Grandville, Les Proverbes vengés 1845


LES PROVERBES VENGÉS


Figurez-vous, Mesdames, un château des environs de Paris ; devant ce château, une vaste pelouse unie comme le velours et ornée de toutes les fleurs, bordures et plantes rares que votre imagination et vos serres-chaudes vous fourniront. Les oiseaux chantent à demi-voix, les feuilles des arbres frémissent à peine ; on respire l’odeur des violettes, des jonquilles, des calycanthus, des jasmins, des tubéreuses, des jacinthes, des roses et de beaucoup d’autres fleurs que je citerais, si je ne craignais de faire pousser les fleurs d’automne en même temps que celles du printemps.

Là-bas, autour de ce tulipier, vous apercevez sur des bancs de gazon une assemblée de vingt à trente personnes : plusieurs femmes sont jeunes et jolies, plusieurs hommes sont empressés et galants. Les femmes ont toutes de ces toilettes de campagne, soi-disant négligées, qu’inspirent la nature et les journaux de modes ; les hommes sont nonchalamment couchés sur l’herbe à leurs pieds.

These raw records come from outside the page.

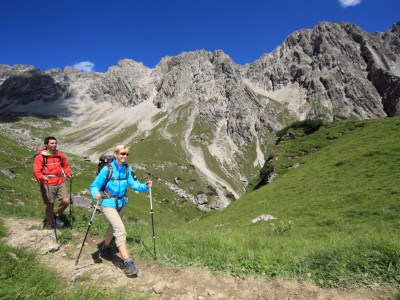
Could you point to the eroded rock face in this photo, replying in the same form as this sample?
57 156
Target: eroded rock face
329 71
340 69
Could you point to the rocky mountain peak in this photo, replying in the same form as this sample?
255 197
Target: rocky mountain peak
231 112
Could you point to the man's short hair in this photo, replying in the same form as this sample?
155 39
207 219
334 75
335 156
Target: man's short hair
47 140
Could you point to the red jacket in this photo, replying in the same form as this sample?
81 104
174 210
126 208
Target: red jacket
56 167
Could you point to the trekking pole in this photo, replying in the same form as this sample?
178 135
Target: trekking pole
152 225
70 201
52 212
87 231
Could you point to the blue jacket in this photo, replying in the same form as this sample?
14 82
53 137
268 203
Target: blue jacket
116 186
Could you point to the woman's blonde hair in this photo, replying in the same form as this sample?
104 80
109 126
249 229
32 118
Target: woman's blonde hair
119 148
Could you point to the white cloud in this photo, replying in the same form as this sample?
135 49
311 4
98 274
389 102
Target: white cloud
347 3
84 66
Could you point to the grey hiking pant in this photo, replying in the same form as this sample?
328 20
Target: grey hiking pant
116 227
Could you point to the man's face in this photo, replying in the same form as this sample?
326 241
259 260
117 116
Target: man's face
52 145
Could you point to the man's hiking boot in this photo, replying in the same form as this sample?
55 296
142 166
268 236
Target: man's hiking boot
130 268
59 223
106 252
47 225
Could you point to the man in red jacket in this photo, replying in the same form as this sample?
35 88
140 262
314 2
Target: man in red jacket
50 167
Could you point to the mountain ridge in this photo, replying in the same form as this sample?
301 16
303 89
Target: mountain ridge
224 115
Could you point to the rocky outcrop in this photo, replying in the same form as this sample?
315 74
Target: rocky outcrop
339 69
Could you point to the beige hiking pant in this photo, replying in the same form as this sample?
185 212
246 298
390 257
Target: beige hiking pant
116 226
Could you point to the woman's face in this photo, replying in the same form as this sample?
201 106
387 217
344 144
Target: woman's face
122 155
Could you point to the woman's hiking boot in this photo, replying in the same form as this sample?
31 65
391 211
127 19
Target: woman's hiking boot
130 268
106 252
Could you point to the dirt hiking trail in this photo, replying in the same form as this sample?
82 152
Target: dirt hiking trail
159 282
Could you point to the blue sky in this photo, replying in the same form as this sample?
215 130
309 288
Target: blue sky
94 35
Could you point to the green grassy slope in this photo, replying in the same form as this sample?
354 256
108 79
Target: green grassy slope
337 214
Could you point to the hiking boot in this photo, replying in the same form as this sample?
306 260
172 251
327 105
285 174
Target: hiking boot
106 252
47 225
130 269
59 223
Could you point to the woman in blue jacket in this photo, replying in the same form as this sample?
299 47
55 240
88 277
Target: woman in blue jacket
113 200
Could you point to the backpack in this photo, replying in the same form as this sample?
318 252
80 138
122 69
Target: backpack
105 160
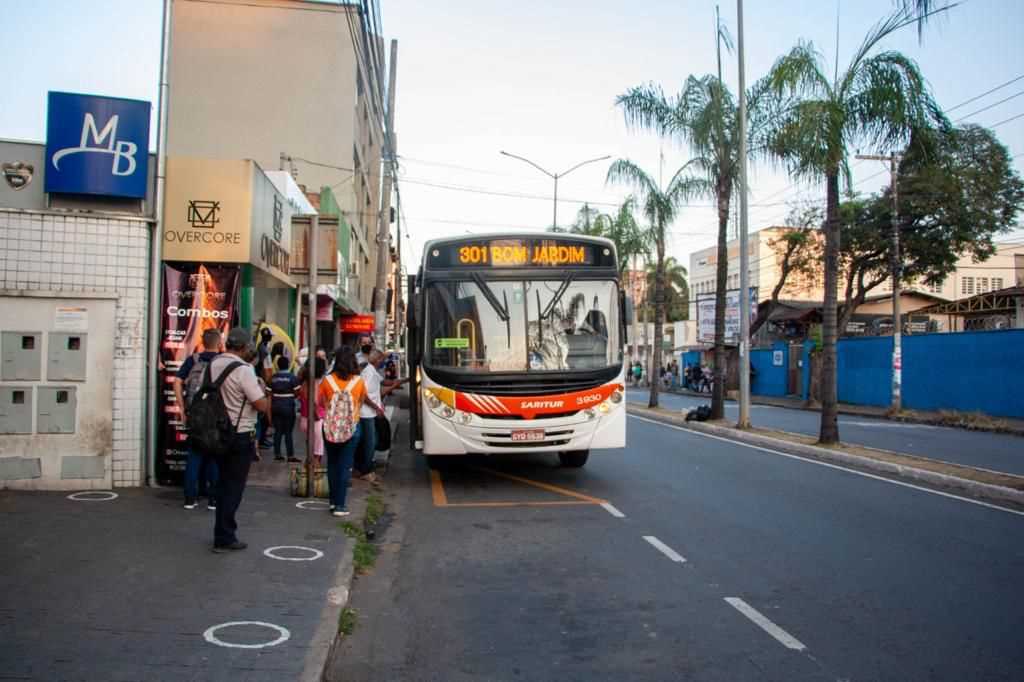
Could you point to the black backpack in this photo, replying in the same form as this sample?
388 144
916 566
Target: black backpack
210 426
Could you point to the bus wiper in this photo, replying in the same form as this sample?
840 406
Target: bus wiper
557 297
502 311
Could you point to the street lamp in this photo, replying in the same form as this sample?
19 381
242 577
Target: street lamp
555 176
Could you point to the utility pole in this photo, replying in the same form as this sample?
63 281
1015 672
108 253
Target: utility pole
555 177
897 266
397 273
311 263
744 276
384 221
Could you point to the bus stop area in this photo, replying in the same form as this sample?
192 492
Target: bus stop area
125 587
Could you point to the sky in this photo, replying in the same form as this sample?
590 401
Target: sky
539 80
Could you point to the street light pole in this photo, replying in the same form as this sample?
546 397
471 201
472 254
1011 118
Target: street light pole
555 176
897 376
744 275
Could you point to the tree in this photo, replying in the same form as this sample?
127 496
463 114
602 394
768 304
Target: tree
677 290
659 207
706 118
957 188
879 99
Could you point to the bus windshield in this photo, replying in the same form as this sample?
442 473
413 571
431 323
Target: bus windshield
522 326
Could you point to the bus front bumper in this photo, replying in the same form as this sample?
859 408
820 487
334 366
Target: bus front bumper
442 436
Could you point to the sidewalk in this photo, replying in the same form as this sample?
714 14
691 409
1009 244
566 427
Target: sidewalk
128 589
961 420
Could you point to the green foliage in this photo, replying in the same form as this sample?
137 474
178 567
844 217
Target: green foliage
347 621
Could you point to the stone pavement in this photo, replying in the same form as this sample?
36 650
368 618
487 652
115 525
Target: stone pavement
126 589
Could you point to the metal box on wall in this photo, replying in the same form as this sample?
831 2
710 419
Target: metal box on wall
66 356
15 410
22 352
55 411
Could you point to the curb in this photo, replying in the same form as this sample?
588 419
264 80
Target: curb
326 637
855 411
978 489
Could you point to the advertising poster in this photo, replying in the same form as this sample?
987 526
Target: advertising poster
196 298
706 315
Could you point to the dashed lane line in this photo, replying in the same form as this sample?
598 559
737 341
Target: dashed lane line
784 638
832 466
608 507
665 549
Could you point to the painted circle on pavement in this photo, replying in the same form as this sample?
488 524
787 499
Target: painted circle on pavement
211 635
271 552
77 497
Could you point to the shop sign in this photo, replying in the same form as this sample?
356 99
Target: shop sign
96 145
196 298
355 324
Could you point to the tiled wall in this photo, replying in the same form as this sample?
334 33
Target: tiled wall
75 252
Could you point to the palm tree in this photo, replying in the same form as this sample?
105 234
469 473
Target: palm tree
877 101
659 207
677 289
705 116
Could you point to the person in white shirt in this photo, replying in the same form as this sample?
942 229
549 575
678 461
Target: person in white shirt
372 407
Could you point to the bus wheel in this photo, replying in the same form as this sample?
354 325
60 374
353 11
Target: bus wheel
573 458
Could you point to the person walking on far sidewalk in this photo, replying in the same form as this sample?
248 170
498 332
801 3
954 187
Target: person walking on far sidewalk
283 385
341 395
372 408
244 397
186 384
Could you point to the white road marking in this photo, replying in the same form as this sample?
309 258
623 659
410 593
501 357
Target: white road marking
784 638
77 497
665 549
210 635
272 553
834 466
611 510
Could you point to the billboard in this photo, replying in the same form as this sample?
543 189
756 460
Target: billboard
706 315
196 298
96 145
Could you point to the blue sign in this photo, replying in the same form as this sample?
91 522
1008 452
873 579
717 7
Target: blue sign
96 145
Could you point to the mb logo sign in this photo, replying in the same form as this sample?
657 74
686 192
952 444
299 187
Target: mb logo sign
96 145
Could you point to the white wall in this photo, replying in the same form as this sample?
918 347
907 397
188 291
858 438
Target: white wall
53 252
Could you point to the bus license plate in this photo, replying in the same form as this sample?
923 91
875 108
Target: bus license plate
527 435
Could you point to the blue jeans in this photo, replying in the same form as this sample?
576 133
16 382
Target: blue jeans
368 445
233 471
194 464
339 467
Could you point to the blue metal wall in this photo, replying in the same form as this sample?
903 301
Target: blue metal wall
969 371
864 375
769 379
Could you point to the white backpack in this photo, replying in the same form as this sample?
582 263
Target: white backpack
341 418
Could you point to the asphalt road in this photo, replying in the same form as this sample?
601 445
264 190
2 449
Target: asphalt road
715 561
998 452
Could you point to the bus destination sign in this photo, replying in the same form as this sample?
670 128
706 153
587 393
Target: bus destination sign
519 253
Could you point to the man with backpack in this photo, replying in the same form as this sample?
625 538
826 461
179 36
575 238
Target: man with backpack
186 384
222 418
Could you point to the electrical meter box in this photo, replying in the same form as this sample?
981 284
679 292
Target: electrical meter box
66 356
55 412
15 410
22 355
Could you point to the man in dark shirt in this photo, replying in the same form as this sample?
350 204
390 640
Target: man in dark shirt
186 383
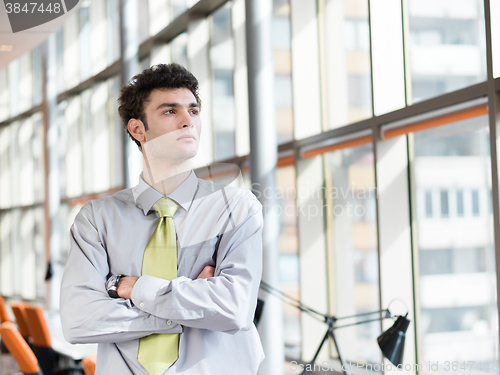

Cependant, malgré la beauté de la journée, malgré les agréments du lieu, toute cette intéressante réunion s’ennuie, Mesdames, oh ! mais s’ennuie à tel point que la conversation vient de s’éteindre brusquement, et sans que personne songe à la ranimer. Et notez bien que cet ennui-là dure depuis plusieurs jours, et qu’on n’est encore qu’au commencement d’avril, et qu’il est deux heures de l’après-midi, et que la cloche du dîner, cette cloche douce et vénérée, ne sonnera guère que dans quatre heures.

Alors, un homme déjà sur le retour, poudré à frimas, habit vert-pomme, bottes à revers, figure ouverte et réjouie, se lève et tousse… On l’appelle « chevalier ». (Le chevalier ne se trouve plus qu’à la campagne.)

Après avoir considéré tout le monde attentivement et s’être frotté le front d’un air de satisfaction :

— Si nous jouions des proverbes ? s’écrie-t-il.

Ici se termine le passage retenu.